Imen Triki est une des principales avocates de jihadistes et de leur famille en Tunisie. Militante des droits humains, elle était également présidente de l’association Liberté et Équité entre 2011 et 2014. 

À l'inverse des difficultés évoquées pour la justice tunisienne, d'autres plaident pour un retour des jihadistes dont les délits sur zone de conflits ont été nettement identifiés et qui peuvent s'avérer être une source importante d'information dans la lutte antiterroriste en Tunisie. C'est notamment le point de vue de Béchir Akremi. Pour les plus célèbres d’entre les revenant·es, ou les plus dangereux, un interrogatoire approfondi chez le procureur s’impose. Béchir Akremi a notamment mené les interrogatoires des quatre jihadistes ramenés mi-2019. 

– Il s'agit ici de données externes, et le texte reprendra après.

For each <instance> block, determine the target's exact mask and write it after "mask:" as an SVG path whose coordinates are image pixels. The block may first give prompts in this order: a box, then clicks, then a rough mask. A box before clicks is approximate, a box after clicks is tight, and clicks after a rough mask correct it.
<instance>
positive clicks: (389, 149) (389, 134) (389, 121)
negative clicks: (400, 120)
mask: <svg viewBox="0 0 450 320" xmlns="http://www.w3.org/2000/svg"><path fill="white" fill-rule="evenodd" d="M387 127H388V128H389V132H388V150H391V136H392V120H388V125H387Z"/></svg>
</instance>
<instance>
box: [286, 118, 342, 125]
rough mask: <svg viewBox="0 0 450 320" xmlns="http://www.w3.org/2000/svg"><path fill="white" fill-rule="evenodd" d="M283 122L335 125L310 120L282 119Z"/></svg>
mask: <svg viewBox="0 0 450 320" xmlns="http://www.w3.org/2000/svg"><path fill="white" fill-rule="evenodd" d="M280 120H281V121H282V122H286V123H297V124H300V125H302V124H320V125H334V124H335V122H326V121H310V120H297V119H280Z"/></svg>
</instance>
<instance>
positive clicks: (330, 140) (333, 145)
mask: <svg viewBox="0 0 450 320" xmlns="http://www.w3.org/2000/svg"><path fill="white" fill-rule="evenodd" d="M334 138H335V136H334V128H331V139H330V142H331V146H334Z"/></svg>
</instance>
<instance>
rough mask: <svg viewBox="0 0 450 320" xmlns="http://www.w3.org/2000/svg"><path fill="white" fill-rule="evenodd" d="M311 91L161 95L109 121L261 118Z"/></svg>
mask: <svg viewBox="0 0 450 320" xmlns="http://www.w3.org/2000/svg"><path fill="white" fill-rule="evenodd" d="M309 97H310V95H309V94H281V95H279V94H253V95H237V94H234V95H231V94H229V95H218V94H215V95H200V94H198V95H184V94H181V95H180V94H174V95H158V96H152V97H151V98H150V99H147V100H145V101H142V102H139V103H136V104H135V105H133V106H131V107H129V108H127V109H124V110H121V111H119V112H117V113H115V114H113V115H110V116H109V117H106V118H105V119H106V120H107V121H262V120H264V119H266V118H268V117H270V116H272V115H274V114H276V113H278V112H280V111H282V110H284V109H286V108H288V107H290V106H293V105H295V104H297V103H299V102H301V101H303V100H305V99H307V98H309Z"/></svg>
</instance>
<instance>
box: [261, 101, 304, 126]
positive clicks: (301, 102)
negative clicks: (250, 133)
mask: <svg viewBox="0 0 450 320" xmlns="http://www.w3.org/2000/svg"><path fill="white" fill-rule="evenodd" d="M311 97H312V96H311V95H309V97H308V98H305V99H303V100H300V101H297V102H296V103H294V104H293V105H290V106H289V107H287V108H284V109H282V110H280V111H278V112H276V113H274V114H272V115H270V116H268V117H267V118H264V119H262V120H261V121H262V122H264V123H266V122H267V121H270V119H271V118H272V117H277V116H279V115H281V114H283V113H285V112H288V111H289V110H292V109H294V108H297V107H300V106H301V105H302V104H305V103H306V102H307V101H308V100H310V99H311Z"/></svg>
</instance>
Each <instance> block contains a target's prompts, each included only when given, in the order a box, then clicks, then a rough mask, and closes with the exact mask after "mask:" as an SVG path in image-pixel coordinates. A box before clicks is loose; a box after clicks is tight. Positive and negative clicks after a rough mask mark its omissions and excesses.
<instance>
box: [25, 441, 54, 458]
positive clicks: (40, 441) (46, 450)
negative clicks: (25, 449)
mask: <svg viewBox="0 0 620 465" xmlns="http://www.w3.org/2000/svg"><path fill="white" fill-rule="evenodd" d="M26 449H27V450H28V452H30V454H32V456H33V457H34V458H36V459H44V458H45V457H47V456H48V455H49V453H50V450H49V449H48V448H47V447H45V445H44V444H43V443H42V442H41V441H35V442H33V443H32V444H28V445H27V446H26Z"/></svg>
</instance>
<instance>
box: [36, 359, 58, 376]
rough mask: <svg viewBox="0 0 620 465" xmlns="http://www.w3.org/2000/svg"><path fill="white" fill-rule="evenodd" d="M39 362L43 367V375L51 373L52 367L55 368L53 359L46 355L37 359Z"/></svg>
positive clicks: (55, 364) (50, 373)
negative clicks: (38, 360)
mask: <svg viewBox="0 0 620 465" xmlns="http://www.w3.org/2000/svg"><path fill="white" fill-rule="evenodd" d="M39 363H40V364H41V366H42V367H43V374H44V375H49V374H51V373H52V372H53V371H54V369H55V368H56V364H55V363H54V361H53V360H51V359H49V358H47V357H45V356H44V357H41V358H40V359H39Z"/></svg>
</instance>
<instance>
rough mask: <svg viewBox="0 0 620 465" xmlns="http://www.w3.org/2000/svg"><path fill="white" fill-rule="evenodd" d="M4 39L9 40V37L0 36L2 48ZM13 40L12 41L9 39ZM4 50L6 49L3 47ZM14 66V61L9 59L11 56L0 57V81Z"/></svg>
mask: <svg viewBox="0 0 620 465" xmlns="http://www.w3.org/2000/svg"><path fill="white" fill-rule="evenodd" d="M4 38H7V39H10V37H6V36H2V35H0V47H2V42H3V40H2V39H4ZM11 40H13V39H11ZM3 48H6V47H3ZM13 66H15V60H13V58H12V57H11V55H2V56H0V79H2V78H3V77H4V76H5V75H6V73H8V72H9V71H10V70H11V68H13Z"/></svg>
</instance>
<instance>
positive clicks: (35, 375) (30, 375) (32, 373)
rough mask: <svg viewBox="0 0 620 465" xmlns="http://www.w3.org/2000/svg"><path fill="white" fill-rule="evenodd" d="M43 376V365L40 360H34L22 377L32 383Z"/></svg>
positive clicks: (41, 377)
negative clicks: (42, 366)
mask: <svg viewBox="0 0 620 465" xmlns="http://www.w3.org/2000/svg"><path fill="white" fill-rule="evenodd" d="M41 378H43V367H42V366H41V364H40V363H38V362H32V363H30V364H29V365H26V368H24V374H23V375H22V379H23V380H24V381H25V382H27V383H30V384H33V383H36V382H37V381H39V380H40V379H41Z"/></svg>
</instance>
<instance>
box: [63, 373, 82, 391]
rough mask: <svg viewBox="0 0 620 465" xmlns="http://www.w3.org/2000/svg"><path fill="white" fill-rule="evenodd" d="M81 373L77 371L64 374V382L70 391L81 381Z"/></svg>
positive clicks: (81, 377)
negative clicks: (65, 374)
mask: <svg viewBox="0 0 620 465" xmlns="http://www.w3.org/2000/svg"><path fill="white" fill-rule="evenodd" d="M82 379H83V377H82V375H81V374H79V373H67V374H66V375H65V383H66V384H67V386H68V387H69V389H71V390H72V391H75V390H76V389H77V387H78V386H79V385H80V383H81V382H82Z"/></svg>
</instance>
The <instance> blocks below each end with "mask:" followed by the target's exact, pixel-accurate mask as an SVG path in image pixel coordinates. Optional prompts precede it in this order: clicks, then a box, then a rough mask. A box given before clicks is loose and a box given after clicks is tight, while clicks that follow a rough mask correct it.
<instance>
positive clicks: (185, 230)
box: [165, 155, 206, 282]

“Un Tunisien qui doit être extradé d'un autre pays sera accepté. Bien sûr, ils représentent un danger.”

Béchir Arekmi, juge d’instruction chargé de l’antiterrorisme, nommé procureur général de Tunis en 2016.  

Au problème de l’équité des jugements s’ajoute in fine celui de la détention. La crainte des autorités judiciaires réside tout autant dans le danger que la présence en prison d’ex-combattants aguerris, potentiellement prosélytes, peut représenter. La justice tunisienne garde en mémoire l’effet d’enrôlement qu’a joué dans les années 2000 l’emprisonnement de revenants d’Afghanistan et d’Irak : le mouvement Ansar Al-Charia a été constitué ces années-là en prison. Il n’a fallu que quelques personnalités telles qu’Abou Yadh pour radicaliser, au cours du début des années 2000, les prisons tunisiennes, dont également de nombreux prisonniers de droit commun.

La question des jugements et des procès sera longue à résoudre et la Tunisie ne possède pas de solution plus miraculeuse qu’ailleurs. Comme me l’avait confié le procureur français François Molins lors d’un entretien, “on n’a pas besoin d’émirs dans les prisons françaises”. Il n’y a assurément pas besoin non plus d’émirs dans les prisons tunisiennes. Car si la vague massive de retour n’a pas encore eu lieu, c’est bien le danger interne qui préoccupe la justice tunisienne aujourd’hui. La rencontre possible entre les endogènes et les revenant·es créerait une situation cauchemardesque.